- Kenya Power wants to increase the cost of a unit of power for the usage of less than 30 kilowatts(kWh)) per month to Sh28.01 a unit.
- Consumers under this tariff band will pay 35.3 per cent more from the current Sh20.70 for every unit of power.
Kenya Power has set in motion a far-reaching electricity tariffs review that will see hustlers who consume less than 30 units a month pay their bills through the nose.
The listed utility firm is seeking the approval of the energy regulator to increase the cost of a unit of power for the usage of fewer than 30 kilowatts(kWh)) per month to Sh28.01 a unit.
Consumers under this tariff band will pay 35.3 per cent more than the current Sh20.70 for every unit of power.
Those consuming 50-kilowatt a month will pay Sh36.92 a unit from the current Sh20.70, representing a 78.3 percent jump in electricity costs for households.
Kenya Power has also reduced the threshold for accessing the monthly power subsidy equivalent to a 24.1 percent discount from 100 kilowatt hours to the proposed 30 units.
This means that households that consume more than 30 units a month will not be entitled to the subsidy they have enjoyed since 2018.
This will make their power bills goes up.

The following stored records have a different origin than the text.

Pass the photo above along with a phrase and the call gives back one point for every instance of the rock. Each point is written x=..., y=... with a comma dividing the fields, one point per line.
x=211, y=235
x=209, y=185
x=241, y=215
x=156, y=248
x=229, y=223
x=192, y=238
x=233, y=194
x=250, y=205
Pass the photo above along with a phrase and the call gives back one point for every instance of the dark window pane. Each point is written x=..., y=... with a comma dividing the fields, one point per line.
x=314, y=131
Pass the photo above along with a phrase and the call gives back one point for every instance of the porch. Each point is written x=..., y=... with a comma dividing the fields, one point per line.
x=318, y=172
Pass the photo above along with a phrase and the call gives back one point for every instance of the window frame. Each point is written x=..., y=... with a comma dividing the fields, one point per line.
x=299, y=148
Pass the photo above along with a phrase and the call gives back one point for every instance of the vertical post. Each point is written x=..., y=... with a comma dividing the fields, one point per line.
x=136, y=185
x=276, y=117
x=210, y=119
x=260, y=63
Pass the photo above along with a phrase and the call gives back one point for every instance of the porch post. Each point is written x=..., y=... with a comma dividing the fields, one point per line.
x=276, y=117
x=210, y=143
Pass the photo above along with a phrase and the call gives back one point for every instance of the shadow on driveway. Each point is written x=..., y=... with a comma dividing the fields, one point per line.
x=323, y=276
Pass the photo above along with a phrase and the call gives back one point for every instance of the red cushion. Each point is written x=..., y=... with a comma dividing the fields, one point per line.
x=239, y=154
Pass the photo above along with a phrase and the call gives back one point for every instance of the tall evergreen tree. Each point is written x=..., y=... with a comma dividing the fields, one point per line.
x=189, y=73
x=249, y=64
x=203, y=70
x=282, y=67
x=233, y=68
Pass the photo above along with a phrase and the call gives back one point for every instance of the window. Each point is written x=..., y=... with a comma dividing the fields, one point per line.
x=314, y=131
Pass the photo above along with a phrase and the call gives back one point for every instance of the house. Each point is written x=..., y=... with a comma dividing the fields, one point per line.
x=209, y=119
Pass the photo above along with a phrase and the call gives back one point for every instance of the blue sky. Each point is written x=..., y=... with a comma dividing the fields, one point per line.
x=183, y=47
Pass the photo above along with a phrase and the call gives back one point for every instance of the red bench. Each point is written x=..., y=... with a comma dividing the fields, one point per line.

Should the Energy and Petroleum Regulatory Authority (EPRA), approve Kenya Power's proposals, then more homes will likely unplug gadgets like fridges, TV, cookers, microwaves and electric heaters.

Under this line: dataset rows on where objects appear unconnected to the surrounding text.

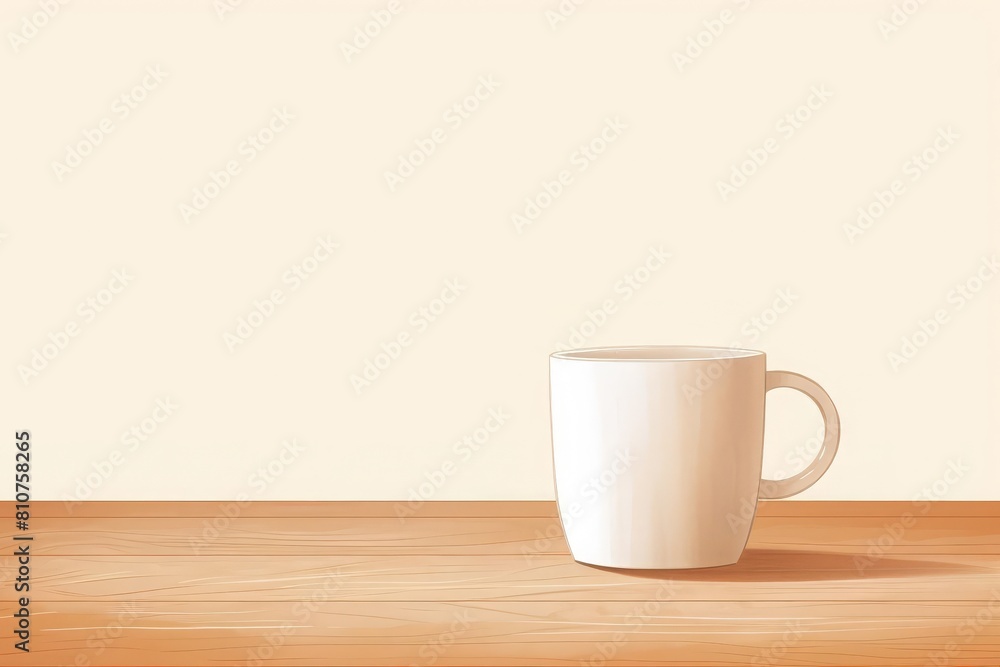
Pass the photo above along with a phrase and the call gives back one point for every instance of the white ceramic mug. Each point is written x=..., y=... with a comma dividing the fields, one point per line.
x=657, y=452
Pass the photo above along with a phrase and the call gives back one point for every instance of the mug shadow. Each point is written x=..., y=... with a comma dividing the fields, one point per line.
x=785, y=565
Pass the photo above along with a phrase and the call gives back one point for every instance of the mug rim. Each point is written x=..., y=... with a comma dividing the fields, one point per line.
x=655, y=353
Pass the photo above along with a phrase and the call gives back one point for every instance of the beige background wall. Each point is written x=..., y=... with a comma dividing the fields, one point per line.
x=198, y=83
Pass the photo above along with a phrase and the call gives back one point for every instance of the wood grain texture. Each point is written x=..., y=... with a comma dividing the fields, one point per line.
x=492, y=584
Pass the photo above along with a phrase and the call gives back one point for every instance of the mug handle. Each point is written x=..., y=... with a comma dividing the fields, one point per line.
x=782, y=488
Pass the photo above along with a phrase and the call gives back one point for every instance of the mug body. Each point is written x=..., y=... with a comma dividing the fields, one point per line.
x=657, y=453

“There is a proposal to revise the Life-Line (subsidy) consumption band for both small commercial and domestic customers from the current 100kWh/month to 30kWh/month,” Kenya Power said.

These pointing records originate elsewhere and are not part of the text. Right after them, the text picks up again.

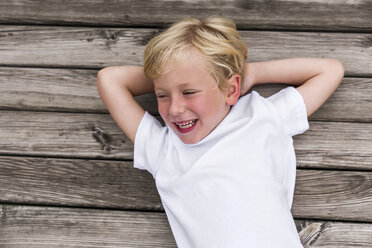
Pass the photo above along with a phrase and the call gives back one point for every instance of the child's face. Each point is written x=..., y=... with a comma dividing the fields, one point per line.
x=189, y=99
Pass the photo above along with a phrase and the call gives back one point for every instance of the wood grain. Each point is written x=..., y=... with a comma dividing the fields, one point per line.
x=73, y=135
x=46, y=89
x=70, y=90
x=332, y=195
x=78, y=47
x=24, y=226
x=254, y=14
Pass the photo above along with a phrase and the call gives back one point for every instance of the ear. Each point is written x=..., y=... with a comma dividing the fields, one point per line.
x=233, y=89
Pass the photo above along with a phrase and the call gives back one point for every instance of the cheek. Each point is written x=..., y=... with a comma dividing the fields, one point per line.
x=163, y=109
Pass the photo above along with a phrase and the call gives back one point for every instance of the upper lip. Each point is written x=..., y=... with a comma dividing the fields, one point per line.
x=183, y=122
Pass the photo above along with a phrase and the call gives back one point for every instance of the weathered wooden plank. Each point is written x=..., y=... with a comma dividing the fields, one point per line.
x=45, y=89
x=75, y=91
x=334, y=234
x=325, y=145
x=37, y=227
x=255, y=14
x=98, y=47
x=75, y=182
x=341, y=195
x=23, y=226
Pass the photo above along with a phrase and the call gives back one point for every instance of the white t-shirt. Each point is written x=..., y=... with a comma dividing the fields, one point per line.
x=234, y=188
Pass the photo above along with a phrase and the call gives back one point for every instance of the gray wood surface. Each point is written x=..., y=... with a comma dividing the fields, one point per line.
x=66, y=169
x=78, y=47
x=319, y=194
x=35, y=227
x=74, y=135
x=254, y=14
x=74, y=90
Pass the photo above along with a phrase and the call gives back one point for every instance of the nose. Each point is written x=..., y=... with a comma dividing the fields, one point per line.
x=176, y=107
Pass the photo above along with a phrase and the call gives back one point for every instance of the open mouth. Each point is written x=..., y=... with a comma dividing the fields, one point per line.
x=185, y=126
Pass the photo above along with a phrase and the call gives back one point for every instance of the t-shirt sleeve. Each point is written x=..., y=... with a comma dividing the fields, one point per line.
x=292, y=110
x=149, y=144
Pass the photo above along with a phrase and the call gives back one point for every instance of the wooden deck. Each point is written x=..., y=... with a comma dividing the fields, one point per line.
x=66, y=169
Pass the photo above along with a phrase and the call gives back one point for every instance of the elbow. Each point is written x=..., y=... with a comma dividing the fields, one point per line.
x=338, y=69
x=101, y=75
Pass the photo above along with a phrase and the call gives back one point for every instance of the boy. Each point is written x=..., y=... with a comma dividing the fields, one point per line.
x=224, y=164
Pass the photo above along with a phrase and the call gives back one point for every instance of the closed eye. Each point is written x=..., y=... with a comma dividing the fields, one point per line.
x=161, y=96
x=189, y=92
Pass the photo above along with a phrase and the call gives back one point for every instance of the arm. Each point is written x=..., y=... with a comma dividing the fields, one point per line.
x=316, y=78
x=117, y=86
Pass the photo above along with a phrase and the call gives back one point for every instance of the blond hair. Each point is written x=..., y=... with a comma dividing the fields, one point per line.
x=216, y=39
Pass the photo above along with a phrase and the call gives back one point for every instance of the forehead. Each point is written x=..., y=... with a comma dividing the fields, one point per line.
x=185, y=68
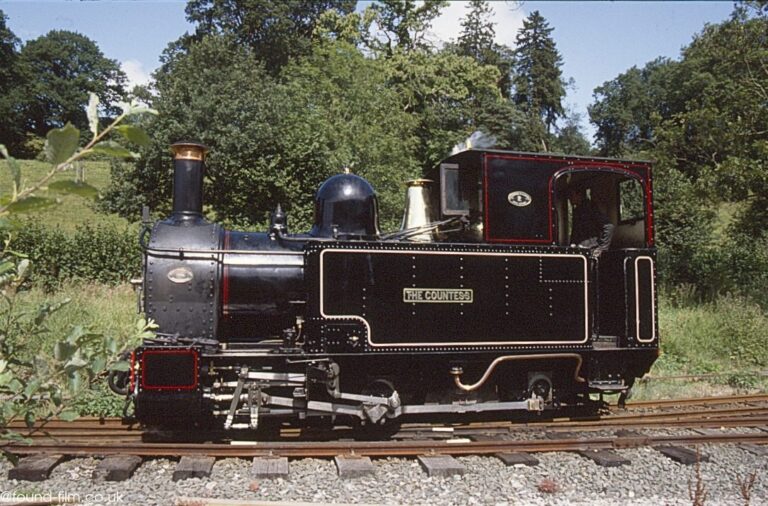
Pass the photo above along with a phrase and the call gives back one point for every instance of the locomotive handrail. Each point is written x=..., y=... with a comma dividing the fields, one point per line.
x=538, y=356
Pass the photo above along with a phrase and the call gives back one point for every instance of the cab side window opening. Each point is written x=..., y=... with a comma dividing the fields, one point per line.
x=630, y=232
x=455, y=193
x=619, y=198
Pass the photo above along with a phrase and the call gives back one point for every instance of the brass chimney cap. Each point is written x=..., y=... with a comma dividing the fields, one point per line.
x=418, y=182
x=189, y=151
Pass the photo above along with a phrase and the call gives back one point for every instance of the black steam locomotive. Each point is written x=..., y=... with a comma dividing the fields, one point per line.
x=479, y=304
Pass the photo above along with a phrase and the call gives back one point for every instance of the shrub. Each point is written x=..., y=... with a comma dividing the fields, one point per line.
x=100, y=253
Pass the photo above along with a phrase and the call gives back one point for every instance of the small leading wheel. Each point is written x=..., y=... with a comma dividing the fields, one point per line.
x=366, y=430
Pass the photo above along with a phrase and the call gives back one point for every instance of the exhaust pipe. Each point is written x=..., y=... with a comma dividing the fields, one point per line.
x=188, y=170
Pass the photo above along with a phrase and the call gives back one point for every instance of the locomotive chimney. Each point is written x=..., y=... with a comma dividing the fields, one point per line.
x=418, y=211
x=188, y=169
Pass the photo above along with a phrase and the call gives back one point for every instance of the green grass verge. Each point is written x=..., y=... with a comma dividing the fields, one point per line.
x=109, y=310
x=64, y=203
x=726, y=338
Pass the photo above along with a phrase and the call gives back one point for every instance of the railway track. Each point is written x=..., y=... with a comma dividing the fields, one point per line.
x=671, y=428
x=741, y=411
x=718, y=412
x=329, y=449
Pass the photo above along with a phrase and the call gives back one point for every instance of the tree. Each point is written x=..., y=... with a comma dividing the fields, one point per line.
x=537, y=80
x=450, y=96
x=628, y=108
x=403, y=24
x=570, y=139
x=276, y=30
x=477, y=39
x=62, y=68
x=11, y=85
x=36, y=386
x=273, y=140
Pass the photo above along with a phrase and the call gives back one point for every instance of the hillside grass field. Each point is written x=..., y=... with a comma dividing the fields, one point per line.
x=63, y=203
x=724, y=341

“This will align the objectives of the lifeline/social tariff customer category with the correct social class normally defined by the level of income.”
Kenya Power has insisted that the move is meant to ensure as many poor households, which consume less than 30 units a month, enjoy the subsidy.
The proposed tariffs which will apply from April 1 after Epra’s approval, will hurt household budgets and raise the already high cost of doing business in Kenya.
Kenya Power holds that the higher tariffs are justified because the present electricity prices lapsed in 2019.
In 2018, Epra reduced the retail prices of electricity following former President Uhuru Kenyatta's order.
There are concerns that the proposed increase will hurt businesses given that electricity is a key determinant for new investments.